Dans l'article le plus récent, le groupe a décrit un schéma pour synthétiser des nanoparticules consistant en un noyau d'argent recouvert de silice poreuse pour permettre le passage des ions. Plusieurs molécules de l'antibiotique ampicilline ont été appliquées à la surface dans un arrangement qui, selon Cardoso, était loin d'être aléatoire.
"Nous avons utilisé la modélisation moléculaire pour découvrir quelle partie de la molécule d'ampicilline interagissait le plus avec la membrane bactérienne, " a-t-il dit. " Nous avons ensuite arrangé toutes les molécules du médicament de sorte que cette partie clé soit tournée vers l'extérieur de la nanoparticule, augmentant la probabilité d'interaction avec l'agent pathogène.
Hubert Karl Stassen, de l'Institut de chimie de l'Université fédérale de Rio Grande do Sul (UFRGS), collaboré à l'étape de la modélisation moléculaire.
L'efficacité du nanoantibiotique par rapport à celle de l'ampicilline conventionnelle a été évaluée à l'aide de deux souches différentes d'Escherichia coli, une bactérie qui habite normalement la flore intestinale des mammifères et qui peut provoquer une intoxication alimentaire dans certaines situations.

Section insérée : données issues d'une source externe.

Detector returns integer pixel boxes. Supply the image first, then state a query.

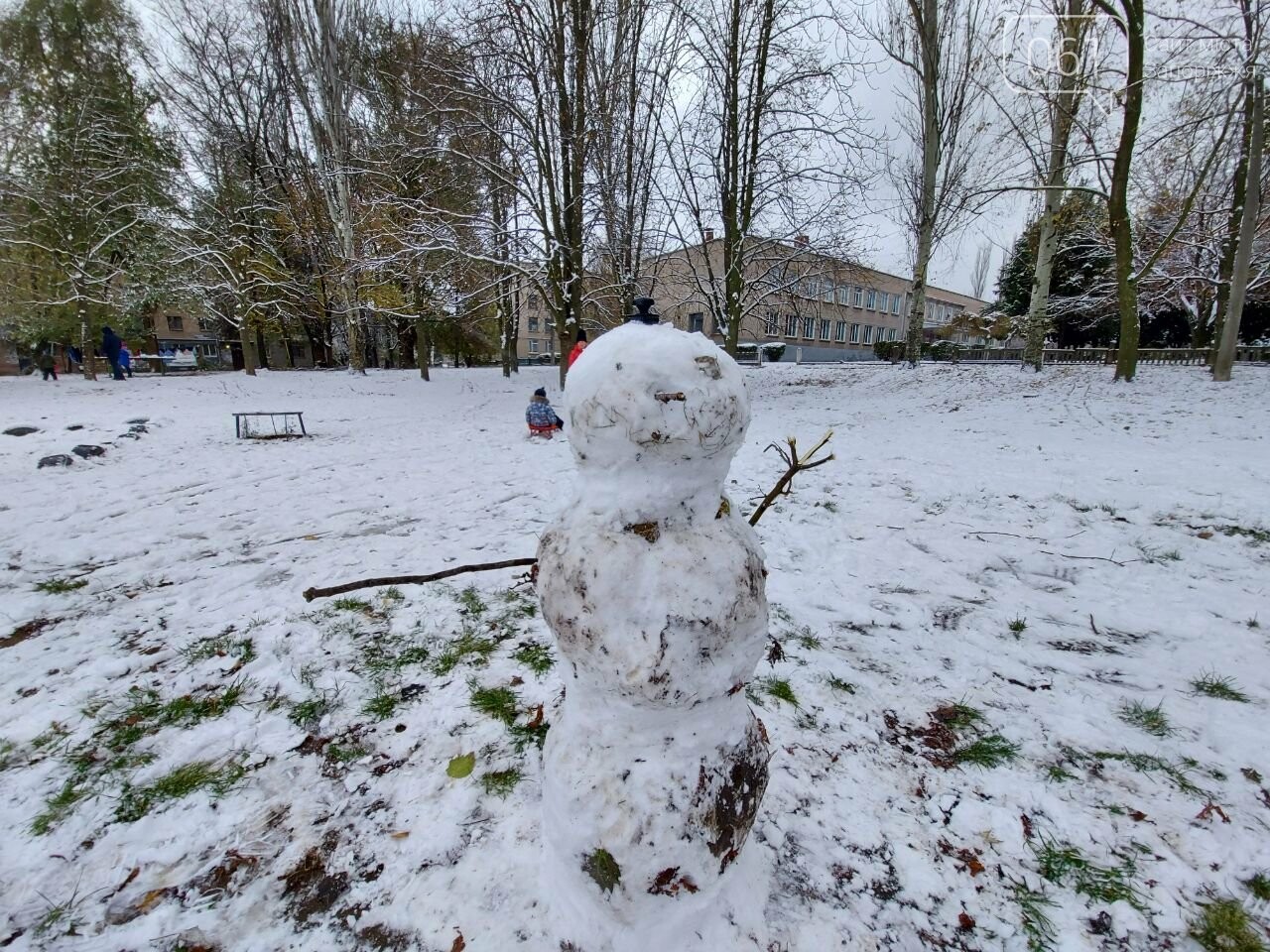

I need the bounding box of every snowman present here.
[537,298,771,952]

Dans la souche non résistante, près de 100 % des micro-organismes sont morts lorsqu'ils ont été attaqués à la fois par l'ampicilline sous sa forme conventionnelle et par le médicament associé à l'argent. Dans la souche résistante, cependant, seul le nanoantibiotique était efficace.
L'étape suivante consistait à tester l'effet sur les cellules rénales humaines. Les nanoparticules d'argent et de silice sans ampicilline se sont avérées hautement toxiques, tandis que l'ampicilline conventionnelle et l'ampicilline combinée avec de l'argent se sont avérées tout aussi sûres.
"Les images de microscopie confocale montrent qu'en plus d'être non toxique, la nanoparticule enrobée d'ampicilline n'interfère pas avec le cycle cellulaire. Les phases de mitose se déroulent sans aucune altération, " a déclaré Cardoso.
À son avis, la même stratégie pourrait être utilisée pour lutter contre d'autres espèces bactériennes qui ont développé une résistance aux antibiotiques. En outre, le médicament appliqué à la surface de la nanoparticule peut être varié afin de traiter différents types d'infection.
Cependant, le système a un inconvénient :parce que l'argent et la silice sont inorganiques, les nanoparticules ne sont pas métabolisées et ont donc tendance à s'accumuler dans l'organisme.
"Nous ne savons pas encore où se produit l'accumulation ni quel effet cela a, " dit Cardoso. " Pour le savoir, nous devrons faire des tests sur les animaux. En tout cas, nous continuons d'améliorer le système afin de le rendre plus sûr."
Une possibilité serait d'utiliser un deuxième antibiotique avec un composant différent de l'argent dans le noyau. Une autre serait de développer une nanoparticule suffisamment petite pour être excrétée dans l'urine.
Pendant ce temps, Cardoso ajouté, dans sa forme actuelle, le nanoantibiotique pourrait être utilisé pour traiter les cas extrêmes, comme les infections hospitalières qui ne répondent pas aux antibiotiques conventionnels.